With the mobile phone becoming effective in transferring money around the world, the stakeholders of the mobile banking eco-system need security and mutual trust to introduce the service in Bangladesh.
A recent study predicts the number of money transactions through the mobile banking (m-banking) system will increase to 37 billion by 2011 from only 2.7 billion in 2007.
In Bangladesh, Grameenphone customers (23.48 million) generate 5 million money transactions a day to load money on their cell accounts.
“So there is scope for m-banking in Bangladesh, which has 13 percent banking penetration,” said Oddvar Hesjedal, chief executive officer of Grameenphone.
The rate of mobile penetration is 33 percent in Bangladesh. “If banks and telecom stakeholders work together, there is a potential of introducing mobile commerce or mobile banking in Bangladesh,” said the Grameenphone CEO.
However, the security of money transactions and a lack of regulatory framework are still absent in Bangladesh, although the central bank permitted banks and some mobile operators to go for mobile banking.
Both national and international m-banking experts expressed these views at the second international conference — Bangladesh Banking 2010 — at Sonargaon Hotel in Dhaka yesterday.
Total Communication, in association with Bangladesh Association of Software and Information Services, organised the conference.
M-banking is rapidly growing in developing countries, said Sampath Paranavipane, general manager of hSenid Mobile, Sri Lanka. “To reach out to un-banked rural markets, m-baking could be a cost effective technology.”

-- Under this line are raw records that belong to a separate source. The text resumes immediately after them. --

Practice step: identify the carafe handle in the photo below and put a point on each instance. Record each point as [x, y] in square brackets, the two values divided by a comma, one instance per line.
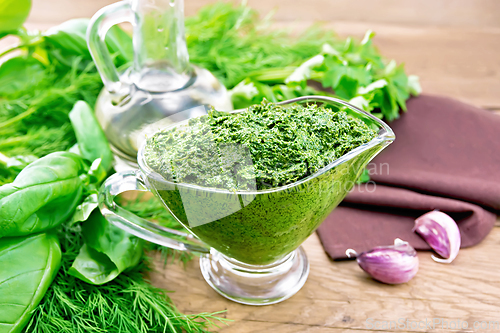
[132, 180]
[99, 25]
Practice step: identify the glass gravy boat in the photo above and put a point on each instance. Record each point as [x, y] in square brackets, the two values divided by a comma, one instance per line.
[249, 240]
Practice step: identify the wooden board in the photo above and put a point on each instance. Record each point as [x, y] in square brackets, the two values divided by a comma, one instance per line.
[454, 47]
[338, 295]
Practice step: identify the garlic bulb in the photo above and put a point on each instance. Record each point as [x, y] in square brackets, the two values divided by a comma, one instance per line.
[390, 264]
[442, 234]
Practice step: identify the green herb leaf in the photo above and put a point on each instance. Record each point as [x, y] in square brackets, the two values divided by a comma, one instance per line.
[91, 139]
[83, 210]
[13, 13]
[42, 196]
[108, 251]
[70, 37]
[29, 264]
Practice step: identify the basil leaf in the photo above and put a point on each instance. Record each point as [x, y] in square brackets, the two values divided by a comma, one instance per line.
[18, 163]
[29, 264]
[86, 208]
[13, 13]
[91, 139]
[43, 195]
[108, 251]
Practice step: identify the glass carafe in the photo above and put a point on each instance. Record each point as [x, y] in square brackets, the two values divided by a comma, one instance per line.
[161, 87]
[250, 240]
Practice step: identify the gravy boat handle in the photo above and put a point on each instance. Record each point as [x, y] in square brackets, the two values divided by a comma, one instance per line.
[131, 180]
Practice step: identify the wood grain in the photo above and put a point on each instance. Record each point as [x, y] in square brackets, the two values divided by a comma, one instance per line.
[338, 295]
[454, 47]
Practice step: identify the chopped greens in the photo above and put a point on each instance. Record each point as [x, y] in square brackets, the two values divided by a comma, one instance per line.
[266, 146]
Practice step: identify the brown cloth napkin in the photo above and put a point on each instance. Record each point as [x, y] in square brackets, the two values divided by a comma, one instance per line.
[446, 156]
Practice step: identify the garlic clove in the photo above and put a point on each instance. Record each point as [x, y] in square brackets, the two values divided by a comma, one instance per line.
[390, 264]
[441, 232]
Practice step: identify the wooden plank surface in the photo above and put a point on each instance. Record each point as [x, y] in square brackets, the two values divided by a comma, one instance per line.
[454, 47]
[339, 296]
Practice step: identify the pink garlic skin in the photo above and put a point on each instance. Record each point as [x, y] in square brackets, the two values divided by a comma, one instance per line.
[390, 264]
[442, 234]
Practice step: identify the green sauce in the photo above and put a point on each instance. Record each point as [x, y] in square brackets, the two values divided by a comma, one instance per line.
[264, 148]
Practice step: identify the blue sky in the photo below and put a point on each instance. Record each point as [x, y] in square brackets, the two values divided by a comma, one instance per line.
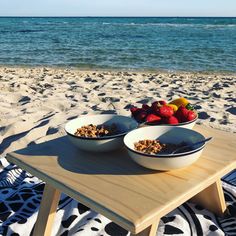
[117, 7]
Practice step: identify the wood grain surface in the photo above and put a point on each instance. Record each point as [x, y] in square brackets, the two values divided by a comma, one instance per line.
[113, 185]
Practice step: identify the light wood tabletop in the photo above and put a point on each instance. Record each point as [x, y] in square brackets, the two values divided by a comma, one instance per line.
[130, 195]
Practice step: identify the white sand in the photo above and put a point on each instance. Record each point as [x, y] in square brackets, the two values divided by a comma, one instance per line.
[35, 102]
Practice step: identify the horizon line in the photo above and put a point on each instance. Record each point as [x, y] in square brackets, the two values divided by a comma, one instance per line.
[120, 16]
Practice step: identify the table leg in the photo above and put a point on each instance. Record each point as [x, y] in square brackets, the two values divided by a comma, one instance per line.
[149, 231]
[212, 198]
[47, 211]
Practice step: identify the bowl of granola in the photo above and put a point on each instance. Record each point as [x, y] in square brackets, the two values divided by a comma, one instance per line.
[153, 147]
[99, 133]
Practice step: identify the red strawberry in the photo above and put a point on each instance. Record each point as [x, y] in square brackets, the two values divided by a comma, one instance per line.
[151, 118]
[146, 108]
[172, 120]
[156, 105]
[140, 116]
[191, 115]
[165, 111]
[134, 109]
[182, 114]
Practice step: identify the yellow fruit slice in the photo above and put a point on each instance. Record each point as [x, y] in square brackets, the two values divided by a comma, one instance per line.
[180, 102]
[173, 106]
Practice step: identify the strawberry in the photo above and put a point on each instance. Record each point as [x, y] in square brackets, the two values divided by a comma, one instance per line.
[156, 105]
[151, 118]
[172, 120]
[135, 110]
[165, 111]
[146, 108]
[191, 115]
[182, 114]
[140, 116]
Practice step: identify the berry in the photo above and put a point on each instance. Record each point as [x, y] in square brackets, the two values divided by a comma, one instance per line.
[172, 120]
[140, 116]
[165, 111]
[156, 105]
[151, 118]
[182, 114]
[191, 115]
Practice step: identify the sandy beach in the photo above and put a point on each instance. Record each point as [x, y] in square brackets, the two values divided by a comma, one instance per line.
[35, 103]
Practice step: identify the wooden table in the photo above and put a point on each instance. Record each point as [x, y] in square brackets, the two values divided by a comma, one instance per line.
[128, 194]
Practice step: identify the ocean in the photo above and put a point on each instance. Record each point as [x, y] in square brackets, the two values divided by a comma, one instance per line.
[129, 43]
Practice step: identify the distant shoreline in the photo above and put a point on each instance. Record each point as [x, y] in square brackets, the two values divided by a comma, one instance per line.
[117, 16]
[101, 70]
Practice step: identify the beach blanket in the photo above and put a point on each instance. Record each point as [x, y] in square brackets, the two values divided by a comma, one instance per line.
[20, 196]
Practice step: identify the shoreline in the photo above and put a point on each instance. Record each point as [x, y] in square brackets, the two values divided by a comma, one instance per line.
[88, 69]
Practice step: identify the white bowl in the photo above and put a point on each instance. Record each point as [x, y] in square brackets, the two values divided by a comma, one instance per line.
[101, 144]
[187, 125]
[166, 134]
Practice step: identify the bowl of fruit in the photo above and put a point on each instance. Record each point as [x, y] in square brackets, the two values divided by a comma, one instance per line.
[178, 112]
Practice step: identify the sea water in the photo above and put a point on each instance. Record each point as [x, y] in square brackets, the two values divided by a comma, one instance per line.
[186, 44]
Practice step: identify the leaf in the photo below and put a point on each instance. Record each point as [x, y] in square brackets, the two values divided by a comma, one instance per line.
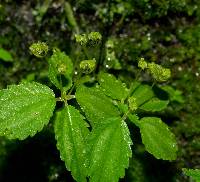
[25, 109]
[174, 95]
[113, 87]
[157, 138]
[60, 70]
[5, 55]
[142, 93]
[154, 104]
[95, 104]
[134, 119]
[109, 151]
[194, 173]
[71, 131]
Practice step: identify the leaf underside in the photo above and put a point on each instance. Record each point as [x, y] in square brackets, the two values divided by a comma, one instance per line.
[157, 138]
[109, 151]
[71, 131]
[25, 109]
[154, 104]
[96, 105]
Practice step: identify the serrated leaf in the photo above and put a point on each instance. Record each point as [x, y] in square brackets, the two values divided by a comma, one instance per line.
[157, 138]
[109, 151]
[142, 93]
[95, 104]
[5, 55]
[154, 104]
[25, 109]
[194, 173]
[60, 70]
[113, 87]
[71, 131]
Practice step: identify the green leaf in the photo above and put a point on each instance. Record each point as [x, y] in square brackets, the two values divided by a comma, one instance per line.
[25, 109]
[113, 87]
[154, 104]
[194, 173]
[174, 95]
[134, 119]
[109, 151]
[157, 138]
[71, 131]
[142, 93]
[5, 55]
[95, 104]
[60, 70]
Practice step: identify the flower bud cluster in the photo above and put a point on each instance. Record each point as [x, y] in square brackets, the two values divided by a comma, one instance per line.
[158, 72]
[90, 39]
[39, 49]
[87, 66]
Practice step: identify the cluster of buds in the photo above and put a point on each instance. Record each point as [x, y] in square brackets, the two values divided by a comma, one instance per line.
[90, 39]
[39, 49]
[142, 64]
[158, 72]
[87, 66]
[132, 103]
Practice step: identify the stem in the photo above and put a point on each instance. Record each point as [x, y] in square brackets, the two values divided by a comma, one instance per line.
[154, 82]
[125, 115]
[75, 83]
[138, 74]
[85, 52]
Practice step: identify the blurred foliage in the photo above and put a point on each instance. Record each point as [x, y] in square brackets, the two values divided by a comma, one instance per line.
[166, 32]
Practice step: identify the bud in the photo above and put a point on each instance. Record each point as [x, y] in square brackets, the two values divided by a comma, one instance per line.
[132, 103]
[39, 49]
[62, 68]
[81, 39]
[87, 66]
[159, 73]
[142, 64]
[94, 38]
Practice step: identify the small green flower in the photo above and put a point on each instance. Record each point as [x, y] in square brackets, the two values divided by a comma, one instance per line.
[81, 39]
[132, 103]
[39, 49]
[87, 66]
[94, 38]
[159, 73]
[142, 64]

Quoting a study, he said the number of money transactions through m-banking is expected to rise to 37 billion by 2011, which indicates increased control of mobile customers over financial matters.
Indicating to the rapidly growing mobile market, he said there is a bank in every customer handset.
However, regarding security concerns, GSM (Global System of Mobile Communication) is a comparatively less reliable technology to handle m-banking, said an expert.
Among the six mobile operators in Bangladesh, five are GSM based.
“GSM is not strong enough for m-banking,” said Amitpal Singh, ASEAN identity management and security specialist of Oracle Corporation. However, in response to queries at the conference, he refused to say which will be the best technology to run m-banking.
The Grameenphone CEO stressed the need to form a regulatory body to settle disputes in money transactions through m-banking.
From the customer’s perspective, he said: “Customer behaviour does not change overnight. We have to have patience.” He said Bangladesh Bank should permit mobile linkages to bank accounts and cards.
Bangladesh’s market of 160 million has become lucrative for the money transaction business with rapid growth of the mobile technology. As per a recent Bangladesh Bank directive, m-banking will be launched soon. However, all transactions will take place through banks channels.
Mobile operators will just provide SMS based transaction services and money delivery in some cases. Therefore, bankers are concerned whether mobile operators will go for complete banking services.
Tarique Afzal, head of consumer banking of Bank Alfalah Ltd, said: “A mobile outlet cannot be a bank outlet. It can be used as a money payment outlet to minimise customer hassles.”